Another friend who has traveled extensively in rural Alaska has told me that in many villages, everyone believes in spirits, and it is so common to see them, that often villagers will forget to tell you a place is haunted. “Oh, that’s just Ernest the old, ghost,” they’ll laugh.
For most of my life, I have attempted to avoid the supernatural at all costs. I still remember as a kid, going over to a neighbor’s house and my friends whipping out a ouija board. I remember looking on, horrified as my friends asked it if there were any spirits in the room. The piece on the board moved to point to the word “yes.” We asked the spirit its name, and through the board it told us his name was Al, and that he had died in a fire. Shortly after, I came home and burst into tears, trying to explain to my mom is gasping breaths that ghosts were real, and that we were all going to die. She attempted to comfort me. Al wasn’t real. My friends were only playing a trick.

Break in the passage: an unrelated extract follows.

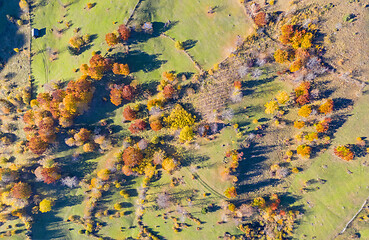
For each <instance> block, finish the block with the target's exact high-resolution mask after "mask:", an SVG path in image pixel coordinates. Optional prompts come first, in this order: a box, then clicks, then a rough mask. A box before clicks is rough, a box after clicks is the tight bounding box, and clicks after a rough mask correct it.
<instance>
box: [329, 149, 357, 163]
mask: <svg viewBox="0 0 369 240" xmlns="http://www.w3.org/2000/svg"><path fill="white" fill-rule="evenodd" d="M334 154H335V155H336V156H337V157H339V158H341V159H343V160H345V161H351V160H352V159H354V152H353V151H351V149H350V148H349V147H348V146H342V145H340V146H337V147H336V148H335V149H334Z"/></svg>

But years later, when my grandmother died, my mom, the reasonable, logical woman who had assured me that Al didn’t exist decided to put out food for her mother’s spirit. I remember my dad rolling his eyes at the idea that a spirit would show up to eat. But my mom remained resolute. The tradition of putting out food for those who have passed is one that Shameera says is common in Singapore as well. I think in part, it comes from this idea that feeding people is a way to express love.
On another occasion, I walked into the kitchen to find my mom staring out the window at a rabbit sitting at the edge of the tree line in our backyard. She looked at me, “That rabbit is your grandmother.” I wasn’t sure what to make of what she said, but there was a pull in me to believe her.
Rather than ask myself, “why should I believe this?” I have begun to ask myself more and more, “Why shouldn’t I?” My disbelief has never done any good, and the more that I let go of fear, the more I realize that spirits are everyday, they are a part of us, imprints of humanity seeking acknowledgement of their existence. In that sense, the supernatural is a humbling force. I like that it is something we cannot fully comprehend, that it is elusive and maddening and wild and uncontained. I like that Halloween is a reminder of all that. That for a single night we tip our hats to the idea that there is so much we do not understand about ourselves, and that the unknown is worth unleashing. The more I read tarot for people, the more I surprise myself with the ways in which the cards somehow always manage to be accurate, to connect to those who come to it with questions. I’m not sure that I wholeheartedly believe in its power, but I do believe in the ways that it forces people to consider who they are, what they want, and what matters most to them. There is a power in that. And there is a freedom in letting go, in exploring what we cannot control. To me, this is what Halloween is about. It is a brief moment when we can let the barriers of reason fall and explore the darkest recesses of humanity without having to logic away what we feel and experience every day, hovering just beyond the borders of what we know as reality.